How vintage fashion is going from thrift stores to the red carpet as rare, one-of-a-kind luxury items with history become must-haves
- With stars like Zooey Deschanel and Christina Hendricks showing off their latest vintage fashion finds on Instagram, you know the trend is getting big
- Vintage marketplaces like LA-based A Current Affair are taking advantage of the interest fuelled by celebrities and a global push for sustainability

This holiday season, the hottest place to shop in Los Angeles won’t be on shoppers’ paradise Rodeo Drive, but in a warehouse in the city’s grubby garment district.
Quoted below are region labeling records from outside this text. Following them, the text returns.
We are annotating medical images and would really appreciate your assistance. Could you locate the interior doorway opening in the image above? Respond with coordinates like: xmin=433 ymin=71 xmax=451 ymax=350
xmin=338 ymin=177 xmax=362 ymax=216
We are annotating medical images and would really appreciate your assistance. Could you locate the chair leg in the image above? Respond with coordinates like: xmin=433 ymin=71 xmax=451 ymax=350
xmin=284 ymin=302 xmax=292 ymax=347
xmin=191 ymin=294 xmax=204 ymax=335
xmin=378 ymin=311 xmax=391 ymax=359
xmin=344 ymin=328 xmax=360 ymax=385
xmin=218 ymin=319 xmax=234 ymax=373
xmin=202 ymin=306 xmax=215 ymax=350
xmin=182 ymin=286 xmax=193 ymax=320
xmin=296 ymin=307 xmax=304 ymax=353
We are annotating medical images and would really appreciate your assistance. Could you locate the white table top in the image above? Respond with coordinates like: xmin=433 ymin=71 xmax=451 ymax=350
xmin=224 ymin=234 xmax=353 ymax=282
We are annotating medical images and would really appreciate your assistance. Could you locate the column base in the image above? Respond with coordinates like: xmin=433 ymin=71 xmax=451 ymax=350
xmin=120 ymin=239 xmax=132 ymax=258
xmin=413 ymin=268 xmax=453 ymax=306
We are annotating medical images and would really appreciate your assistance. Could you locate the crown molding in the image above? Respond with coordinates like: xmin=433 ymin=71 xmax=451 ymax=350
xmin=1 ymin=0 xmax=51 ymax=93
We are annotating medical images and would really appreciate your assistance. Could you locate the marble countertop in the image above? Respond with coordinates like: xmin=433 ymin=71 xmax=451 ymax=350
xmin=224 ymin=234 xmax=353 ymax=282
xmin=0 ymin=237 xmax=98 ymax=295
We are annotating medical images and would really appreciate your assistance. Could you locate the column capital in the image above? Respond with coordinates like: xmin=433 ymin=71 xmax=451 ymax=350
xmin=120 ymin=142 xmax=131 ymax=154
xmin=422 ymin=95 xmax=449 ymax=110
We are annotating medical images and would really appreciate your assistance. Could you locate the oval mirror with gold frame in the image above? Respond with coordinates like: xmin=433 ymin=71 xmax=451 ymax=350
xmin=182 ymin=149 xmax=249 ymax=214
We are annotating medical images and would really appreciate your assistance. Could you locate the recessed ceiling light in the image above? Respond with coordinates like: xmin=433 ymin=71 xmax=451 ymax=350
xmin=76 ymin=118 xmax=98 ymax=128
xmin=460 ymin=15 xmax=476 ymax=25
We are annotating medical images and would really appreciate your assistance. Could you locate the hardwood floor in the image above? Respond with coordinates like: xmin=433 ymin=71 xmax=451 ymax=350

That’s where A Current Affair, one of the world’s hottest vintage marketplaces, will be on December 7.
High-end vintage fashion is having an unprecedented moment, and A Current Affair’s founder Richard Wainwright – resolutely shy in his thick-rimmed glasses, patterned button-down shirt and jeans – is right in the middle of it.
Wainwright has the perfect pedigree for vintage – he has degrees in fashion marketing and merchandising from the Fashion Institute of Technology in New York, and in history of art from the University of California, Berkeley.

When Wainwright started A Current Affair nine years ago, the event had only 17 exhibitors.
“Today, we are now a community of over 200 sellers popping up in Los Angeles, Brooklyn and the San Francisco Bay Area seven times a year, in addition to trunk shows … and we did an event at [department store] Isetan in Tokyo this autumn. There is nowhere else to shop that compares to A Current Affair,” Wainwright says proudly, describing the marketplace’s clothes as “the best vintage on the planet”.